Hal yang sama terjadi lagi tahun depannya. Ranti didekati teman sekolah yang ia suka. Ranti tidak menolak pendekatan itu. Ia menikmati setiap perlakuan dan perhatian temannya itu. Malahan, Ranti sesekali membalas dengan menggoda ringan. Ranti kembali merasakan perasaan menyenangkan dimana hari-harinya seperti penuh warna, apalagi saat berada di dekat teman yang ditaksirnya.

Setelah beberapa waktu, perasaan Ranti hilang. Lagi. Ia bertemu temannya itu dan warna-warna yang sempat membuat harinya indah sudah tidak ada. Ranti menolak didekati lagi, setelah sempat memberi harapan. Tentu kali ini pun Ranti kembali diliputi rasa bersalah.

Kedua kejadian itu sangat membekas di hati Ranti. Kasmaran memang menyenangkan, tapi saat rasanya hilang semua seperti berantakan. Ranti takut terbiasa menjadi seseorang yang sering mempermainkan perasaan orang lain. Oleh karena itu dia bertekad saat SMA nanti naksir-naksiran sama cowo akan menjadi prioritas terakhirnya dan menutup hatinya sampai benar-benar yakin kalau dia berhadapan dengan orang yang tepat.

Berlebihan? Begitulah Ranti. Di balik pesonanya, dia sebenarnya begitu kaku dan mudah panik. Apalagi dalam hal yang tidak ia pahami seperti urusan hati. Baginya perasaan itu seperti membodohinya. Ranti tidak suka dibodohi, apalagi oleh diri sendiri. Ditambah tidak adanya teman maupun sahabat dekat yang dia rasa nyaman untuk membicarakan perasaan, Ranti pun semakin larut dalam ketakutannya terhadap perasaan crushing.

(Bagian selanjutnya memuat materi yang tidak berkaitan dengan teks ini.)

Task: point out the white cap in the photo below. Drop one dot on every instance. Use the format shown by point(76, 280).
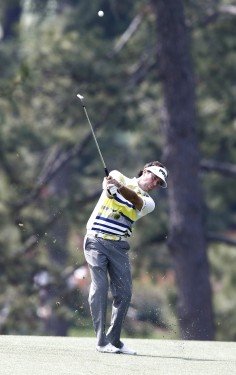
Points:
point(159, 172)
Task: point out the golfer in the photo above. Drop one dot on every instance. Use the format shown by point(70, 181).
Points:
point(122, 202)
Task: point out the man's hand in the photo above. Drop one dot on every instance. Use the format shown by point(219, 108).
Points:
point(113, 181)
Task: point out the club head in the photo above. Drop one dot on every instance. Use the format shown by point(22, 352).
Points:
point(80, 97)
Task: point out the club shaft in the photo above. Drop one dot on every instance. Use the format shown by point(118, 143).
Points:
point(96, 142)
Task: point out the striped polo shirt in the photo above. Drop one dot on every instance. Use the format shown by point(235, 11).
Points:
point(117, 216)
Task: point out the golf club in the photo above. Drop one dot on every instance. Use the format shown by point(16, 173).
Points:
point(98, 148)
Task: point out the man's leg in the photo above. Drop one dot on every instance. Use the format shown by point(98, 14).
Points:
point(121, 286)
point(97, 262)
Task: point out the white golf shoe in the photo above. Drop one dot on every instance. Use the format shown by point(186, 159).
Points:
point(109, 348)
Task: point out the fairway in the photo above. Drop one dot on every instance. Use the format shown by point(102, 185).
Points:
point(33, 355)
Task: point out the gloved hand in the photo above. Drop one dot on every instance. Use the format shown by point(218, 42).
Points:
point(111, 190)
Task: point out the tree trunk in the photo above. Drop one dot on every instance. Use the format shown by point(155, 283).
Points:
point(187, 241)
point(12, 14)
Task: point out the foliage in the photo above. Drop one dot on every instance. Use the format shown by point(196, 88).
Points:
point(63, 49)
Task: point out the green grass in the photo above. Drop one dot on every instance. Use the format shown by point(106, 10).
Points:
point(33, 355)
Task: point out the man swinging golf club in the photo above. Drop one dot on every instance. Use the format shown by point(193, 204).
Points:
point(123, 201)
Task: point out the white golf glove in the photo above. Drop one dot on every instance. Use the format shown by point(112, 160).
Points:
point(111, 190)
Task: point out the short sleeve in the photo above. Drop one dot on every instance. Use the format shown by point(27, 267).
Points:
point(148, 206)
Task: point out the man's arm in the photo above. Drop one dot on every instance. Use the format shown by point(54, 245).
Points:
point(127, 193)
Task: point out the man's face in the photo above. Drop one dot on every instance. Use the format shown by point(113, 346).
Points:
point(149, 181)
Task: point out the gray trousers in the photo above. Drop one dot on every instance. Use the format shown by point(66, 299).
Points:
point(104, 258)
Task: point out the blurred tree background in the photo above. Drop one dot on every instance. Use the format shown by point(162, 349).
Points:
point(50, 172)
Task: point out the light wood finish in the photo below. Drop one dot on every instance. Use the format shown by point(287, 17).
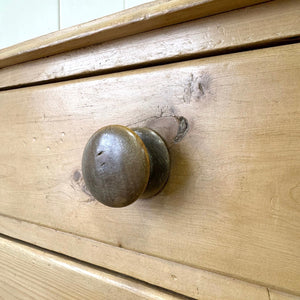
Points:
point(275, 295)
point(192, 282)
point(232, 201)
point(31, 273)
point(253, 26)
point(143, 18)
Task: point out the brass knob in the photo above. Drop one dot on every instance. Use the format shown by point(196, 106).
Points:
point(120, 165)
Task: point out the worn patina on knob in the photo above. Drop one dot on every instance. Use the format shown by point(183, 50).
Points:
point(120, 165)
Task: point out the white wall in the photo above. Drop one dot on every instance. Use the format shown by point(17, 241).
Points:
point(21, 20)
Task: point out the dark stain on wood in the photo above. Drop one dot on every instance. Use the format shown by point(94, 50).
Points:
point(77, 183)
point(183, 128)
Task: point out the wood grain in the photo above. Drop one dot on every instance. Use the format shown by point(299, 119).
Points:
point(232, 201)
point(253, 26)
point(192, 282)
point(143, 18)
point(275, 295)
point(31, 273)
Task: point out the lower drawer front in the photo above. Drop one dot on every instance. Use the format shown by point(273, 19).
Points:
point(31, 273)
point(232, 201)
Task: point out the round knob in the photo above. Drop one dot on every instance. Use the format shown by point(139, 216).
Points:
point(120, 165)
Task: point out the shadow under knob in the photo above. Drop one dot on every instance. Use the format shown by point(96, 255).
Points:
point(120, 165)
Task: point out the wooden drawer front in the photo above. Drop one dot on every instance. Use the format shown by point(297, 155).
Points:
point(31, 273)
point(232, 201)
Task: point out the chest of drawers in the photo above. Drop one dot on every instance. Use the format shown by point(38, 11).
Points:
point(220, 82)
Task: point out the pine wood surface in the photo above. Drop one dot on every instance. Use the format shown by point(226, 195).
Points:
point(232, 201)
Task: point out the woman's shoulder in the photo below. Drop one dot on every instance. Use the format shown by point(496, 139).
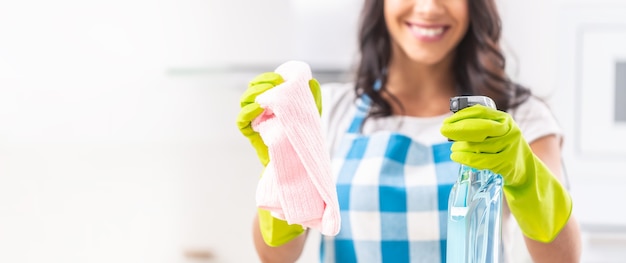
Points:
point(535, 119)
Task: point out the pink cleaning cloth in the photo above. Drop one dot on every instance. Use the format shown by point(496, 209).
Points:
point(297, 184)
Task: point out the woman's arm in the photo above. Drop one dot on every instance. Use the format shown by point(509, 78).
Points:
point(567, 245)
point(287, 253)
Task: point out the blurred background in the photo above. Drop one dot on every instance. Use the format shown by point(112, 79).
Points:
point(117, 118)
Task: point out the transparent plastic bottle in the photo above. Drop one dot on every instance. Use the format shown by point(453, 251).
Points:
point(474, 208)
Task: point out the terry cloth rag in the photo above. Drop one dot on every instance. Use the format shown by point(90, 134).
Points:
point(297, 184)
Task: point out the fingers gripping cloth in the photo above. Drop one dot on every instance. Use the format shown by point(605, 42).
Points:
point(297, 184)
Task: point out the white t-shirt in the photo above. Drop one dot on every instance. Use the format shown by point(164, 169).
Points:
point(533, 117)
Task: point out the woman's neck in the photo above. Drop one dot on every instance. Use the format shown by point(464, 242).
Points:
point(422, 90)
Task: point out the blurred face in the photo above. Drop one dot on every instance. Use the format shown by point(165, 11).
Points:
point(426, 31)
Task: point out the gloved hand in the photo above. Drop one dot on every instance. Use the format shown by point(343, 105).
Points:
point(275, 232)
point(250, 109)
point(485, 138)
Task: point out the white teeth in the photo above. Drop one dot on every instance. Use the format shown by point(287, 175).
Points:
point(428, 32)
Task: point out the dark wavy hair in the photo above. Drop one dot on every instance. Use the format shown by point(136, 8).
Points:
point(478, 65)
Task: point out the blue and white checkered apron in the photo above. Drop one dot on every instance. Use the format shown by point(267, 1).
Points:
point(393, 195)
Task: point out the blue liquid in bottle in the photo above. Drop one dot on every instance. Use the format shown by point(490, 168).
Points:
point(474, 217)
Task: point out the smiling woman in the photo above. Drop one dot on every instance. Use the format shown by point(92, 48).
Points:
point(393, 165)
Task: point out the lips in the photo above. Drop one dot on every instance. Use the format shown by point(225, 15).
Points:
point(430, 32)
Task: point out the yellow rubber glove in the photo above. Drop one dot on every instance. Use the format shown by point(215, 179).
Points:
point(275, 232)
point(486, 138)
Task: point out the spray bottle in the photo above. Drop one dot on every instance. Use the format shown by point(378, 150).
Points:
point(474, 207)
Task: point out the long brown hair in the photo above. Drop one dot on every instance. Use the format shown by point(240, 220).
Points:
point(479, 62)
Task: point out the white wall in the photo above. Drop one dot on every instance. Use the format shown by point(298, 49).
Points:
point(117, 135)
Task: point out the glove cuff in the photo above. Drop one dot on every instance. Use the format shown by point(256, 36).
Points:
point(277, 232)
point(541, 206)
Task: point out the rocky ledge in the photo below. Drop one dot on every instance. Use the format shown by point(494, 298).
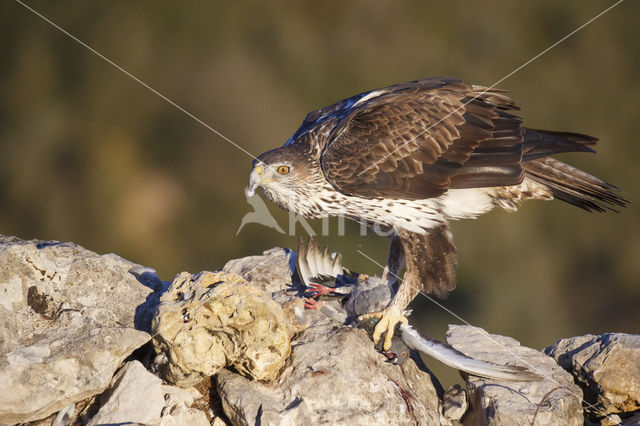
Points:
point(96, 339)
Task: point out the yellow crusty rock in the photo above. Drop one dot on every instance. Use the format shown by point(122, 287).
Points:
point(215, 319)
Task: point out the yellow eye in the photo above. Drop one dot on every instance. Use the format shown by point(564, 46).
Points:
point(283, 170)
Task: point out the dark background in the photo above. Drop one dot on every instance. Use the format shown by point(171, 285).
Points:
point(89, 155)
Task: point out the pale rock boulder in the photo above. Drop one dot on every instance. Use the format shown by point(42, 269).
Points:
point(211, 320)
point(607, 367)
point(69, 317)
point(270, 271)
point(138, 396)
point(334, 376)
point(555, 399)
point(177, 409)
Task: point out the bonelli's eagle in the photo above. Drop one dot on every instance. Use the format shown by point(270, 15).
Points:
point(411, 157)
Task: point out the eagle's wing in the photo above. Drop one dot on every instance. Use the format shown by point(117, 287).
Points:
point(417, 140)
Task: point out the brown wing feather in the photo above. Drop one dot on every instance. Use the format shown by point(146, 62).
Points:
point(384, 149)
point(430, 264)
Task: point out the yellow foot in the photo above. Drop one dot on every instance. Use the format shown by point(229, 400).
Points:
point(389, 318)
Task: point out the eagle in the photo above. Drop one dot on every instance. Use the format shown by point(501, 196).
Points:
point(408, 158)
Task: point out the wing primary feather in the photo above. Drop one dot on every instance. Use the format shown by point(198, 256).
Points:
point(456, 359)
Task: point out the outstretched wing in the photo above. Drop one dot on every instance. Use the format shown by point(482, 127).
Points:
point(417, 140)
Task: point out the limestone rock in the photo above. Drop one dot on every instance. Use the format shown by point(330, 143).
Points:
point(334, 375)
point(177, 409)
point(138, 396)
point(553, 400)
point(211, 320)
point(69, 318)
point(271, 271)
point(135, 396)
point(607, 367)
point(455, 403)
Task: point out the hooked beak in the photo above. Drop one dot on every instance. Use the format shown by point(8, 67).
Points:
point(255, 180)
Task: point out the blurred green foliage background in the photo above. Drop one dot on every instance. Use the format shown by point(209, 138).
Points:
point(89, 155)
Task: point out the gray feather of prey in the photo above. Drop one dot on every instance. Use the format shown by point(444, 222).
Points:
point(313, 263)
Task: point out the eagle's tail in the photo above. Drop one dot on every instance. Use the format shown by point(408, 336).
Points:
point(574, 186)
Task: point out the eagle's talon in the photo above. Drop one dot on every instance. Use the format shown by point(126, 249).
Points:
point(389, 318)
point(318, 290)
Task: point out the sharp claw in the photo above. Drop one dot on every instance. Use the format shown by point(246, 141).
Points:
point(389, 318)
point(311, 303)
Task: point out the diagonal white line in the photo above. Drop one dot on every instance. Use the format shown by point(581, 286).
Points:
point(494, 84)
point(534, 368)
point(142, 83)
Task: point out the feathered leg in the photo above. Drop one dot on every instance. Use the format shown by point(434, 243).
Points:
point(430, 261)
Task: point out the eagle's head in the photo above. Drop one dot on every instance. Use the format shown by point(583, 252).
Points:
point(285, 176)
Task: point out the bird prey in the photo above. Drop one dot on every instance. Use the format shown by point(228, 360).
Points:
point(363, 294)
point(409, 158)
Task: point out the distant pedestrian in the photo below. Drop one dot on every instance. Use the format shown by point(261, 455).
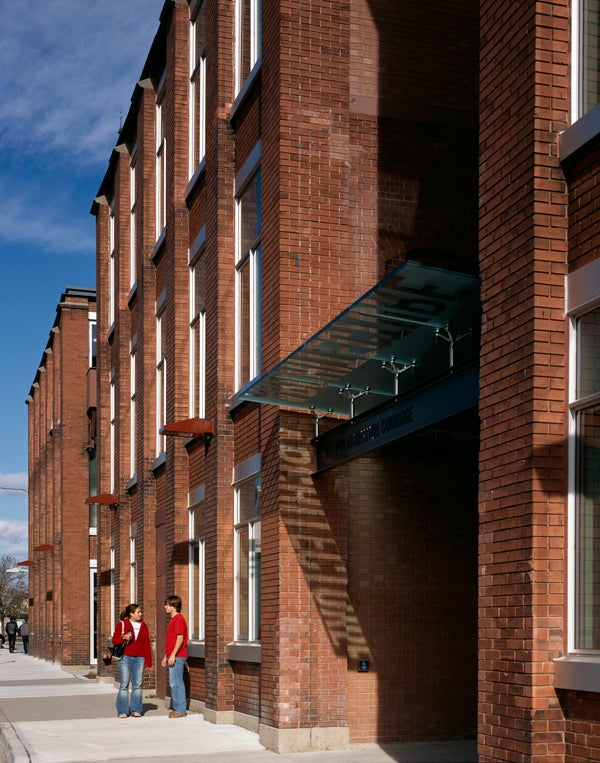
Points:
point(176, 655)
point(11, 629)
point(132, 631)
point(24, 633)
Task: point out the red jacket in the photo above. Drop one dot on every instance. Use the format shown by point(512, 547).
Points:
point(139, 647)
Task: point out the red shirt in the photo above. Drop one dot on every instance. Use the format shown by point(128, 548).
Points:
point(177, 627)
point(139, 647)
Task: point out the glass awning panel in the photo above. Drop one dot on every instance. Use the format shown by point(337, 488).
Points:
point(414, 326)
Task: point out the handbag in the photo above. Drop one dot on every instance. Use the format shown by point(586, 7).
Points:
point(118, 650)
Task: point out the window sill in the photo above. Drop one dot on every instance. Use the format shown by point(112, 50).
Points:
point(577, 672)
point(244, 652)
point(579, 134)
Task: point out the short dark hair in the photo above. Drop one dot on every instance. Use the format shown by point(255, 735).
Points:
point(174, 601)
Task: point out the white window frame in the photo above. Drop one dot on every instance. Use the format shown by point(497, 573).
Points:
point(161, 378)
point(247, 264)
point(132, 218)
point(254, 40)
point(132, 408)
point(247, 472)
point(133, 587)
point(578, 32)
point(113, 598)
point(579, 669)
point(197, 334)
point(197, 93)
point(112, 287)
point(197, 578)
point(92, 341)
point(113, 437)
point(161, 159)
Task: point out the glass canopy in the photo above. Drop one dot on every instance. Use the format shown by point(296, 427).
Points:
point(414, 327)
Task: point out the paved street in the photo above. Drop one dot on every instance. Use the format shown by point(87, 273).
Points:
point(49, 715)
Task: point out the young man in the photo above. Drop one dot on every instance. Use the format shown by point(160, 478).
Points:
point(176, 655)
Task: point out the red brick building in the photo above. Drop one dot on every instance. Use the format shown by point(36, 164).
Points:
point(62, 532)
point(348, 295)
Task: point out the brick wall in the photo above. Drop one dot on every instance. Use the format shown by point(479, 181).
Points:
point(524, 85)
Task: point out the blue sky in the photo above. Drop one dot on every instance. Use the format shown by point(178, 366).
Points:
point(69, 68)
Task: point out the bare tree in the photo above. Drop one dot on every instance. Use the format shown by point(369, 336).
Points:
point(13, 588)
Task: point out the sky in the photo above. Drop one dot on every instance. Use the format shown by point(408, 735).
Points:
point(68, 71)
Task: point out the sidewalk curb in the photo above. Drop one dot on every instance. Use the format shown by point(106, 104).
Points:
point(11, 744)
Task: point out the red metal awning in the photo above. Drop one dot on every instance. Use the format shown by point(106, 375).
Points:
point(190, 428)
point(104, 499)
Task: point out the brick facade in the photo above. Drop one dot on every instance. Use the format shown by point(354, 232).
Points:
point(437, 563)
point(60, 411)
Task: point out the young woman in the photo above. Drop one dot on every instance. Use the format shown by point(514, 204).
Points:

Saat SMA, Ranti dikenal sebagai salah satu siswa yang serius belajar dan berorganisasi. Bagaimana tidak, setiap Ranti tertarik pada cowo, dia akan mengalihkan seluruh fokusnya pada pelajaran dan kegiatan OSIS. Hanya Salsa dan Alva, dua sahabat terdekatnya di SMA yang tahu betapa asyiknya berteman dekat dengan Ranti.

Salsa dan Alva adalah dua makhluk yang perannya besar sekali bagi keseimbangan hidup Ranti. Kalau Ranti terlalu kaku dan paranoid ketika berurusan dengan cinta, mereka berdua justru kelewat santai dan luwes. Karena mereka juga kehidupan sosial Ranti tidak begitu kering kerontang.

Salsa dan Alva menyimpan kekhawatiran terhadap cara Ranti memandang cinta. Mereka prihatin akan hidup Ranti, remaja berprestasi yang love-less dan pacar-less. Mereka tahu Ranti berkali-kali naksir cowo tapi malah berusaha memendam perasaan itu. Mereka bertekad untuk menyembuhkan Ranti dari trauma pendekatan sekaligus menghilangkan kutukan yang menurut mereka hanya ada di kepala Ranti.